On 26 Mar 2009, at 14:51, 雯 钱 wrote:
Hi all,
Hi right back at ya - welcome!
I am new to agile and have read some materials about it. I found that
people always talk about how to use UCD in agile project. Usability
engineers are seldom mentioned in agile. As a usability engineer
without UI design skill, I feel a little confused.
I think there are lots of places usability folk should be able to fit in.
For example in an XPish environment:
* In the planning game they can help out with things like impromptu paper-prototyping / testing with the customer / team to help define the iterations stories and help spot places where good/bad usability is going to affect the business value of the stories.
* During the iteration they can help with gorilla usability testing of new features as they're produced, helping the developers and the customer get to a mutually satisfactory definition of done-done
* At the end of each iteration they can run more formal usability tests and use the feedback from those as input into the next iterations stories - helping improve the system as a whole.
* All of the time they can help educate the rest of the team (including the customer in that) in usability and usability testing issues so that everybody involved can start spotting these sort of issues - helping reduce a bottleneck from the development process.
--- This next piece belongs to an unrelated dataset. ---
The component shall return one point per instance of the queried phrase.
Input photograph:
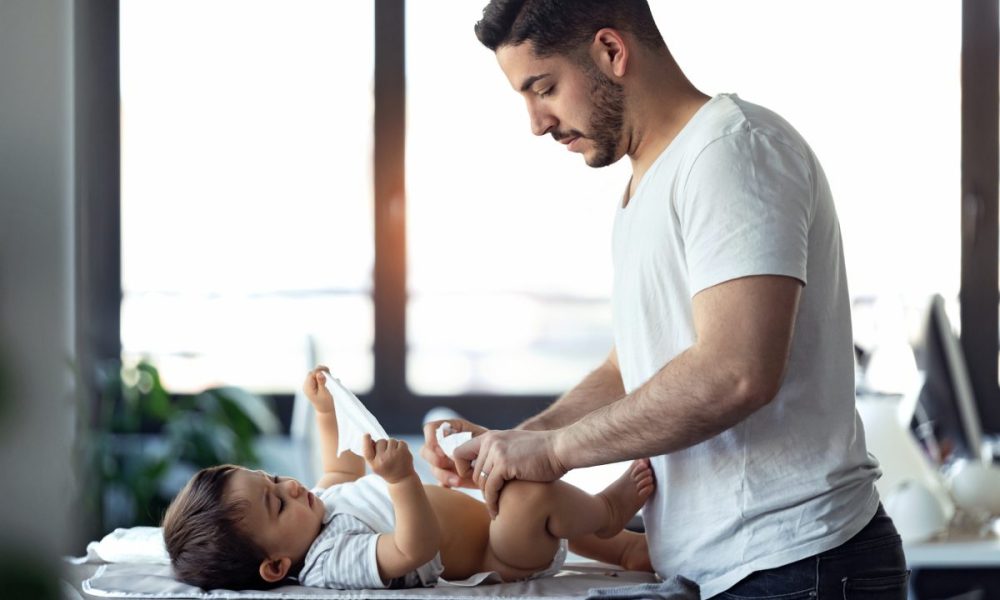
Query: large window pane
(509, 235)
(247, 236)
They should be able to help make sure that the customer is really getting the business value that they're expecting out of the stories, and help discover new ways to get value out in the future.
I try to find myself a position in agile, so I redesigned the
well-known UCD development graph. I am not sure whether it would
work. So could you tell me your comments on the attached graph?
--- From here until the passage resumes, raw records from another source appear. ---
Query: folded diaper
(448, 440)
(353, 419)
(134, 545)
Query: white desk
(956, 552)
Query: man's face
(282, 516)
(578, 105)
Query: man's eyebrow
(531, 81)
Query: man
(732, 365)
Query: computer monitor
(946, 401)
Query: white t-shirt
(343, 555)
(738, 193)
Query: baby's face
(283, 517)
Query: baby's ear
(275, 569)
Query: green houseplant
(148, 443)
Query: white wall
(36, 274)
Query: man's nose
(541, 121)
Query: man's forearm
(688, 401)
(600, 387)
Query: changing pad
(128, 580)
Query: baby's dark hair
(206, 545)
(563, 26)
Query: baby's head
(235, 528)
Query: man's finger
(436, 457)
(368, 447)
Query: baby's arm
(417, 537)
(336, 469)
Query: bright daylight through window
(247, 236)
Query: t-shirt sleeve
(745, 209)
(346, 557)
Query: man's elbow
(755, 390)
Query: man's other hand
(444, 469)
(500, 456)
Depends what's in those boxes and how the people in them are working together. It certainly doesn't immediately say "agile" to me for a few reasons:
* The phrase "technical limitations" doesn't immediately speak to me about how I see agile iterative cycles evolve. Can you speak a little bit more about what that phrase means to you?
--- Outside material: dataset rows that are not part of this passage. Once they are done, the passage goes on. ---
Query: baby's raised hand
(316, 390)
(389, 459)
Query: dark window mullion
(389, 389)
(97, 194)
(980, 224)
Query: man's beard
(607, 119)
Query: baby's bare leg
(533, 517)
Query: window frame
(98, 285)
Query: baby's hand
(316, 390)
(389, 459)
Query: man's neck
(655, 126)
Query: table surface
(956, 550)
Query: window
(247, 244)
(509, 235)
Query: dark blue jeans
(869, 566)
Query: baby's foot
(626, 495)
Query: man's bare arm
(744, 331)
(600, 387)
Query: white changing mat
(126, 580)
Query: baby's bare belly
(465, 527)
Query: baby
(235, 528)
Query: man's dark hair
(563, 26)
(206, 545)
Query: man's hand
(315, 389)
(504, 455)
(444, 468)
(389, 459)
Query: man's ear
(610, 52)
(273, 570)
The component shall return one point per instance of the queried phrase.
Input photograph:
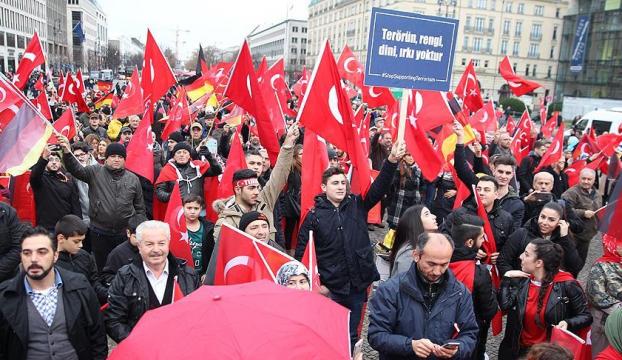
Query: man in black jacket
(47, 312)
(70, 232)
(339, 223)
(11, 230)
(148, 284)
(115, 195)
(56, 193)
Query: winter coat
(567, 302)
(580, 200)
(56, 195)
(344, 252)
(128, 296)
(83, 263)
(500, 220)
(11, 230)
(398, 314)
(115, 195)
(230, 212)
(509, 255)
(85, 328)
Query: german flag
(105, 100)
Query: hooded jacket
(345, 255)
(398, 315)
(509, 255)
(567, 302)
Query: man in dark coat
(11, 230)
(148, 284)
(415, 313)
(339, 223)
(56, 193)
(47, 312)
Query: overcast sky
(222, 23)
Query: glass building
(598, 73)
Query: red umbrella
(258, 320)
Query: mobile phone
(451, 345)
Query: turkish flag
(32, 57)
(376, 96)
(468, 89)
(72, 93)
(430, 108)
(315, 158)
(573, 170)
(240, 258)
(8, 96)
(309, 260)
(179, 114)
(41, 102)
(484, 119)
(65, 125)
(555, 151)
(517, 84)
(140, 151)
(548, 128)
(132, 100)
(300, 87)
(235, 161)
(350, 68)
(243, 89)
(180, 242)
(326, 110)
(156, 77)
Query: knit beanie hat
(182, 146)
(251, 216)
(115, 149)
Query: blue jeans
(353, 301)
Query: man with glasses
(55, 191)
* We've got developers and designers as separate roles (and I'm not quite sure what kind of person "designer" is in this context. Code designer? UI designer? Something else?).
* The customer doesn't seem to be involved outside cycle 0. In agile teams they're closely involved throughout the whole process.
* The usability folk seem to be completely isolated from direct contact with the developers.
Have you had a chance to work on an agile team yet? If so can you let us know what the experience was like? Without a narrative of how the people are interacting it looks like something that could equally be applied to a more traditional waterfall development environment.